Retrieves customer profile information from the database.
Args:
customer_id: Unique customer identifier (format: CUST-12345)
Returns:
JSON string with customer name, email, tier, and account status
Example:
get_customer_profile("CUST-12345")
Returns: {"name": "John Doe", "email": "john@example.com", ...}
"""
...
3. Caching Tool Results
Don't call expensive APIs repeatedly for the same input:
from functools import lru_cache
@lru_cache(maxsize=100)
@tool
def expensive_api_call(query: str) -> str:
"""Calls expensive external API"""
# Results cached for identical queries
return api_response
Testing Your Agent
Unit test individual tools:
def test_order_lookup():
result = check_order.invoke("ORD-123")
assert "Shipped" in result
def test_calculator():
result = calculate.invoke("2 + 2")
assert result == "4"
Integration test the full agent:
def test_agent_end_to_end():
response = agent_executor.invoke({
"input": "What is 15% of 200 and where is order ORD-123?"
})
assert "30" in response["output"] # 15% of 200
assert "Shipped" in response["output"] # Order status
Common Pitfalls
1. Tool Descriptions Are Vague Agent won't know when to use the tool. Fix: Write crystal-clear docstrings with examples.

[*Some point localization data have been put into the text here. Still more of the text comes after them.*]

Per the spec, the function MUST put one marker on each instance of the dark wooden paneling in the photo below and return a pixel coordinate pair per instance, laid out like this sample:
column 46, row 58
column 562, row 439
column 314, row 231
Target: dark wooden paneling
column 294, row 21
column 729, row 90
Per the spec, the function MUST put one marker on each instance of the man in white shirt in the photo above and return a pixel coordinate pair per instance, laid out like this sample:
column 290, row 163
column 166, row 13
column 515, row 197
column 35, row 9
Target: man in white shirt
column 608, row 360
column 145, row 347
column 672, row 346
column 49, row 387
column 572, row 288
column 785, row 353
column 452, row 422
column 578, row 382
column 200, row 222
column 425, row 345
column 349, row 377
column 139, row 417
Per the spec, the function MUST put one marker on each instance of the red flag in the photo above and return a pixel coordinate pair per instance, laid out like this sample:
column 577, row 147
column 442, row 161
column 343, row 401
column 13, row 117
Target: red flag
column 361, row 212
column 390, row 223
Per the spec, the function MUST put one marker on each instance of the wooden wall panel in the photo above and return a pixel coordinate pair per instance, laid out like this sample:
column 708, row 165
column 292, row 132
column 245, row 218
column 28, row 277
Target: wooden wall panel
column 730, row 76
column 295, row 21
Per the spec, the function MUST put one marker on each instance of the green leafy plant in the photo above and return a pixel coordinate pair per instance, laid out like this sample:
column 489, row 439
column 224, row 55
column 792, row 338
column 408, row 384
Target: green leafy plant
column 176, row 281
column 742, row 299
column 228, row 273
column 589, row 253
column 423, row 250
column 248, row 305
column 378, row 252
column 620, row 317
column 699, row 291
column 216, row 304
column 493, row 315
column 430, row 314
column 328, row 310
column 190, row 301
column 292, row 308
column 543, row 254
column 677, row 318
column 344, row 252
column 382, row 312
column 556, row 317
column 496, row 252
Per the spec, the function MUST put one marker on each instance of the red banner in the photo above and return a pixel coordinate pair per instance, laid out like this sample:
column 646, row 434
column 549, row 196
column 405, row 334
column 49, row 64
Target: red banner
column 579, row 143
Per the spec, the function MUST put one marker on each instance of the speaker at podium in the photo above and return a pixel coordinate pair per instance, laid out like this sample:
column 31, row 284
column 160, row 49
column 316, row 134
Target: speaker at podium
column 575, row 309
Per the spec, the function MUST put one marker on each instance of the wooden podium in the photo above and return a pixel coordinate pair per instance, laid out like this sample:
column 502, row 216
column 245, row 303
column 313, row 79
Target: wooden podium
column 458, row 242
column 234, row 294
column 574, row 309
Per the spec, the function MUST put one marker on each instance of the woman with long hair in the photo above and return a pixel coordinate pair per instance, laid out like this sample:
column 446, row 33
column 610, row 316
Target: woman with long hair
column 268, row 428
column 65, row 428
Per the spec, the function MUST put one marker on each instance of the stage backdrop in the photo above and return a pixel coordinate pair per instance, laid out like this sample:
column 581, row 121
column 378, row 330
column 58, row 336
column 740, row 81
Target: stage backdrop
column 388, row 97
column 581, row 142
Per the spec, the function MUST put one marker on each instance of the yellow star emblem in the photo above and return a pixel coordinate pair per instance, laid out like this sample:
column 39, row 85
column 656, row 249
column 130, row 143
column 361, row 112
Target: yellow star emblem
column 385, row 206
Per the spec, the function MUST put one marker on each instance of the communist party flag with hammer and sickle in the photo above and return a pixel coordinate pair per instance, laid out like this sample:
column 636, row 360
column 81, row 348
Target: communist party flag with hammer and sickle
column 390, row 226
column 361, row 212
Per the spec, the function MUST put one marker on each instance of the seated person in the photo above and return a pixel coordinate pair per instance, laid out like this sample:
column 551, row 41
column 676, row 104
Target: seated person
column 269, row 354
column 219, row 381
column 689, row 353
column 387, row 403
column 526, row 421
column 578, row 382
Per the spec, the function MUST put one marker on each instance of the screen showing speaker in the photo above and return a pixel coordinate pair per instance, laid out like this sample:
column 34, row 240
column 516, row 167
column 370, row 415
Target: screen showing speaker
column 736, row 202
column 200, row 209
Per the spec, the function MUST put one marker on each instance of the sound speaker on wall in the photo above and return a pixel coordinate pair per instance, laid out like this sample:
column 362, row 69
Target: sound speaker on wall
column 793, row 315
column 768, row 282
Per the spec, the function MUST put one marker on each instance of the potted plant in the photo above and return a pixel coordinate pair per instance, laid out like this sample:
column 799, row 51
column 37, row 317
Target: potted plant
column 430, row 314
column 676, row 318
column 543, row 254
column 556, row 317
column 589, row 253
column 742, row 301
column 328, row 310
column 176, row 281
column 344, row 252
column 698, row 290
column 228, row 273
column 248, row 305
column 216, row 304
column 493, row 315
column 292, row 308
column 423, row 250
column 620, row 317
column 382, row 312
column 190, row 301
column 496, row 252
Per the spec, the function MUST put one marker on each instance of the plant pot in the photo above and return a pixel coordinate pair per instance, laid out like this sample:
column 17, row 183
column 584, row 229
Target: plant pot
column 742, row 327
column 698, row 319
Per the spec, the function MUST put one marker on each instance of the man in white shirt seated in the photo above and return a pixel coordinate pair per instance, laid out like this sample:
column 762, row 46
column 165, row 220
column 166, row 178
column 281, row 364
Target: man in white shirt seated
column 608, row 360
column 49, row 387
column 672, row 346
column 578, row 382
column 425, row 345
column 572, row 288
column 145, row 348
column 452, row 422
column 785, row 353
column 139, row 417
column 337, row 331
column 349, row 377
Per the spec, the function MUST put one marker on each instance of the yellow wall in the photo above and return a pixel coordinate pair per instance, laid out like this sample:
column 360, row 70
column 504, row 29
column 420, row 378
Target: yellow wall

2. No Max Iterations Agent gets stuck in a loop. Fix: Set max_iterations=10 or lower.
3. No Error Handling One tool crash kills the entire agent. Fix: Use handle_parsing_errors=True and try-except in tools.

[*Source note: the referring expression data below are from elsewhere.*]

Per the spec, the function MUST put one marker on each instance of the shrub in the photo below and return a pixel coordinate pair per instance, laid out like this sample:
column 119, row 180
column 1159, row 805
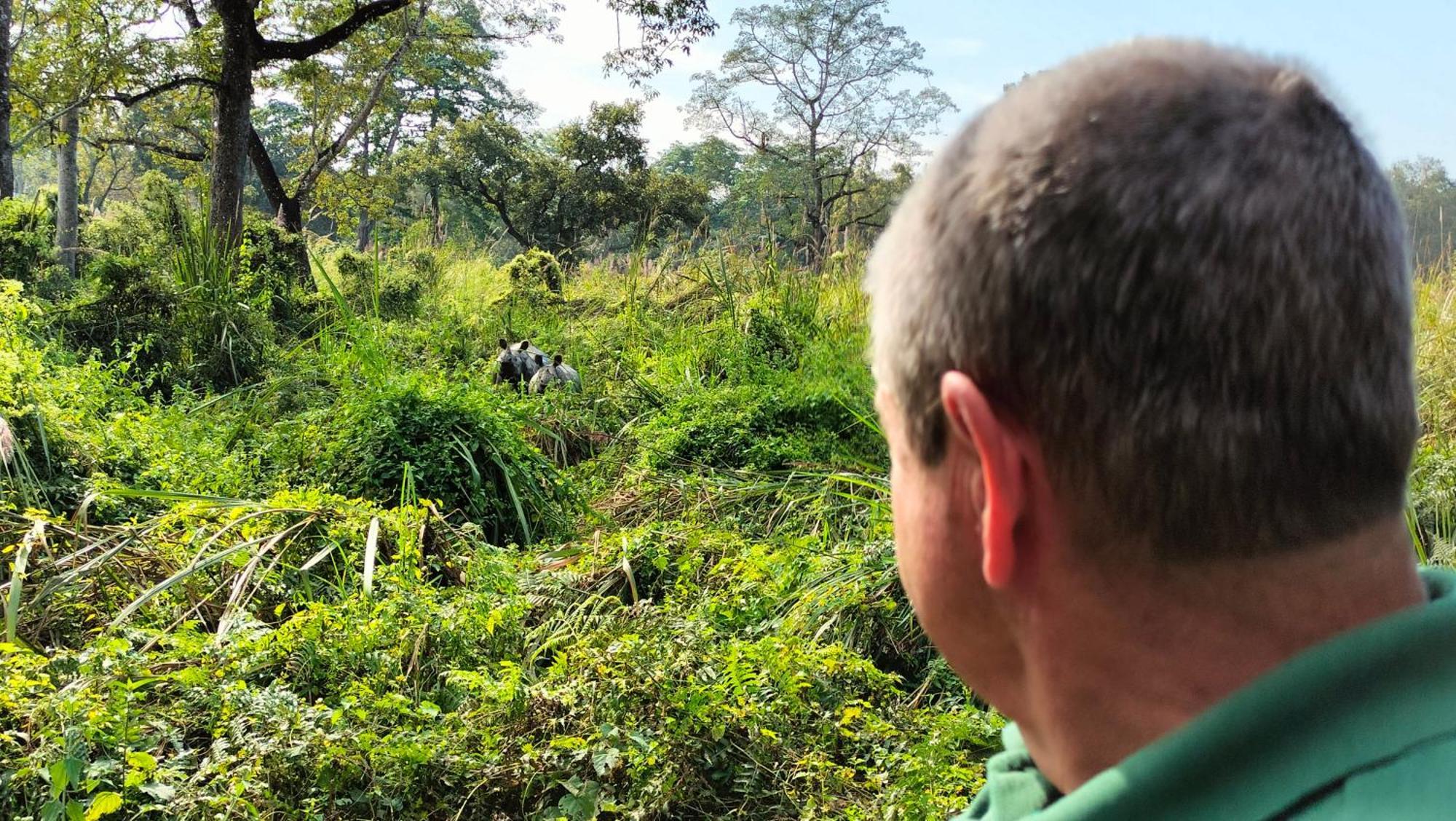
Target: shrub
column 27, row 241
column 451, row 443
column 752, row 429
column 535, row 269
column 378, row 287
column 132, row 320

4. Tools Do Too Much One tool that "does everything" confuses the agent. Fix: Keep tools single-purpose. Many small tools > one giant tool.

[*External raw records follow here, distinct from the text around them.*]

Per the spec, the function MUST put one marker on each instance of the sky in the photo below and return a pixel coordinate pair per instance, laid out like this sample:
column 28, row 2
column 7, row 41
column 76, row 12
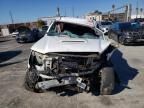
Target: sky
column 31, row 10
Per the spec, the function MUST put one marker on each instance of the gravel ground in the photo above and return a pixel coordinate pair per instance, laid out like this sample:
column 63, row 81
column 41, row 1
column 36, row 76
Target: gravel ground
column 128, row 62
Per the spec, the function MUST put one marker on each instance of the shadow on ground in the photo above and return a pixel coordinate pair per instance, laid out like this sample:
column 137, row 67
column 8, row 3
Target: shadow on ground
column 11, row 63
column 5, row 56
column 136, row 44
column 124, row 72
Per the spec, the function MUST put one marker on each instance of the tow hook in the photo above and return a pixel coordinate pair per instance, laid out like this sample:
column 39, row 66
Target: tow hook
column 82, row 86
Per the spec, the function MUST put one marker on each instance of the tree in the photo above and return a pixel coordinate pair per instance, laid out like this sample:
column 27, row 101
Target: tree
column 141, row 10
column 41, row 23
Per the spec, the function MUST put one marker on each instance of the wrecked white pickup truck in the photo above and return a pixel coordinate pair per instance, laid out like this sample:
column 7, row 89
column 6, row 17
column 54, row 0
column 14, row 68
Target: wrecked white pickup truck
column 72, row 52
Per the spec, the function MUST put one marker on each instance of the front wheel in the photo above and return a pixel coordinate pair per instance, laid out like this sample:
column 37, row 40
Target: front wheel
column 121, row 40
column 31, row 79
column 107, row 81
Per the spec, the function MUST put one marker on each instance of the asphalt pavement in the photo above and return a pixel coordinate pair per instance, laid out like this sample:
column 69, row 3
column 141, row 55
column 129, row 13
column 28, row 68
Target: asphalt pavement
column 128, row 62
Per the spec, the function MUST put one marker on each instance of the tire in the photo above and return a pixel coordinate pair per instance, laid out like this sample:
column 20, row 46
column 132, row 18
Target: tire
column 121, row 40
column 107, row 81
column 31, row 79
column 109, row 35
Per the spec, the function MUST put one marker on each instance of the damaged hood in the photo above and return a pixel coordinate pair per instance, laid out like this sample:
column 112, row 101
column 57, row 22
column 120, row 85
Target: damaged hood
column 66, row 44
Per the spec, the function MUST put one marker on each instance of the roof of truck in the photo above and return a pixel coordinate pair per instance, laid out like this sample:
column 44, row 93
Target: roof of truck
column 73, row 20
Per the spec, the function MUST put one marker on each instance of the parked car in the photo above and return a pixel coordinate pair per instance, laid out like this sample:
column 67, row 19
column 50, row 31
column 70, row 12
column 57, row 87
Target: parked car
column 72, row 52
column 24, row 35
column 138, row 20
column 15, row 33
column 126, row 32
column 104, row 26
column 42, row 31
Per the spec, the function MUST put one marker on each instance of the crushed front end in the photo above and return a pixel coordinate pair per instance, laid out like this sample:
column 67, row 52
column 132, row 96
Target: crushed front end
column 59, row 69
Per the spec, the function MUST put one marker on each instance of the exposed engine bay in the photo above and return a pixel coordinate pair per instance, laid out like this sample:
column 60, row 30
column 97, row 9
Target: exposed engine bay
column 58, row 69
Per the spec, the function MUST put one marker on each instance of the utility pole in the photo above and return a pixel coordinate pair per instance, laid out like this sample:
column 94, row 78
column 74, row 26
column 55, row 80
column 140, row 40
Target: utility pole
column 65, row 12
column 58, row 12
column 137, row 9
column 12, row 20
column 73, row 11
column 11, row 17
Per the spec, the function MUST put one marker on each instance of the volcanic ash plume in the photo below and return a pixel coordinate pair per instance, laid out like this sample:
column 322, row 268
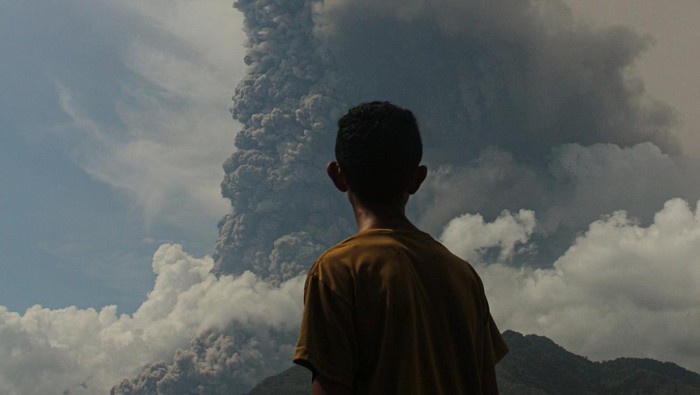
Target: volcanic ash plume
column 534, row 128
column 283, row 211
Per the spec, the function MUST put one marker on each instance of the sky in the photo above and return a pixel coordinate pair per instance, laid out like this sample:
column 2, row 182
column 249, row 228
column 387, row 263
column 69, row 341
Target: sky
column 115, row 124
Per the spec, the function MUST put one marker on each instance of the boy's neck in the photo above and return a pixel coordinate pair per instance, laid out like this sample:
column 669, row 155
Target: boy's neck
column 385, row 217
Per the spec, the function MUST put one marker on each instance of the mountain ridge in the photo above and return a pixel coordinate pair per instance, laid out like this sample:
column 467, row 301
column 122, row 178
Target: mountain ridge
column 536, row 365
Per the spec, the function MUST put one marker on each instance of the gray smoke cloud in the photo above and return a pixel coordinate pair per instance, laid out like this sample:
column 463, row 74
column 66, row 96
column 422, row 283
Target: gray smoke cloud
column 522, row 109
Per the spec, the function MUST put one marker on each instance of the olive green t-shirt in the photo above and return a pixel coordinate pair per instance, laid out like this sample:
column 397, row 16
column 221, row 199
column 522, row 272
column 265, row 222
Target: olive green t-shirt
column 395, row 312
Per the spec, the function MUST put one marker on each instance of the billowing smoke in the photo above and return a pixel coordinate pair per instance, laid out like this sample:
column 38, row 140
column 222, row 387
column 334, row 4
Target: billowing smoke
column 522, row 110
column 620, row 289
column 550, row 168
column 85, row 351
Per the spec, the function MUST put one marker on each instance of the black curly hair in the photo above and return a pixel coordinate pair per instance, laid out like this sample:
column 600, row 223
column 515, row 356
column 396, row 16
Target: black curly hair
column 378, row 148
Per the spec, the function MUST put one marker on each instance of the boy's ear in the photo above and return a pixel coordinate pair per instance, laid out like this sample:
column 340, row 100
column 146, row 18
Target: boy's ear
column 333, row 170
column 418, row 178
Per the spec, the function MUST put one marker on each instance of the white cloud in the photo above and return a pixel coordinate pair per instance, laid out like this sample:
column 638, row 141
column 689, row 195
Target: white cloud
column 46, row 349
column 469, row 236
column 620, row 290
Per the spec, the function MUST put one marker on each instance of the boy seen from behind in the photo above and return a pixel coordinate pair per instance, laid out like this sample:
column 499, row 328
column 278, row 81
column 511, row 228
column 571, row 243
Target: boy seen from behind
column 390, row 310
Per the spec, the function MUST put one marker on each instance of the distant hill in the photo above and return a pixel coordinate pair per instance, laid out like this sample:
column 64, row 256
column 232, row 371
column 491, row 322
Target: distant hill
column 536, row 365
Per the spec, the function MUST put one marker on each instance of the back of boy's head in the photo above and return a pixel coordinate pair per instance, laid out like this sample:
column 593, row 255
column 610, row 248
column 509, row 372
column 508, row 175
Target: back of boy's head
column 378, row 149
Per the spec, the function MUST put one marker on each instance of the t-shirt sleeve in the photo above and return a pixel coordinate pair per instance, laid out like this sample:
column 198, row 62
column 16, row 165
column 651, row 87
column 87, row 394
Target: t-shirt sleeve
column 495, row 347
column 327, row 343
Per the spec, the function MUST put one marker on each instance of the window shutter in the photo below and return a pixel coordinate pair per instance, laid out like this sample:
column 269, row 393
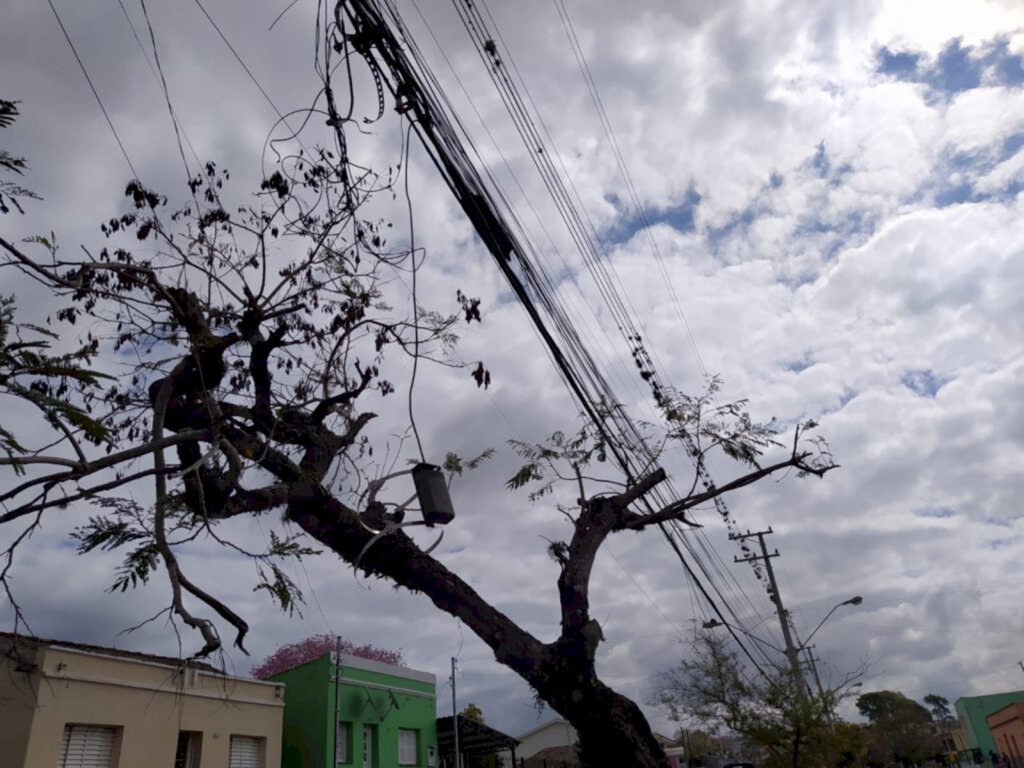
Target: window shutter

5. Hallucination Despite Tools Agent makes up answers instead of using tools. Fix: Add to system prompt: "You MUST use tools for factual information. Never guess."
The Bottom Line
Agents in 2025 aren't just chatbots with extra steps. They're autonomous systems that reason, plan, and execute.
The recipe:
- Define clear, single-purpose tools
- Write detailed tool descriptions
- Use ReAct pattern (Thought → Action → Observation → Response)
- Add memory for conversational context
- Handle errors gracefully
- Test thoroughly
Start with 2-3 simple tools. Get the loop working. Then expand.
Within days, you can have an agent that books appointments, queries databases, sends emails, and generates reports. All by just describing what tools exist and letting the model figure out HOW to use them.
When you're ready to deploy these agents to production, consider building a serverless API with AWS Lambda to handle agent invocations cost-effectively.
The future isn't AI that just talks. It's AI that acts.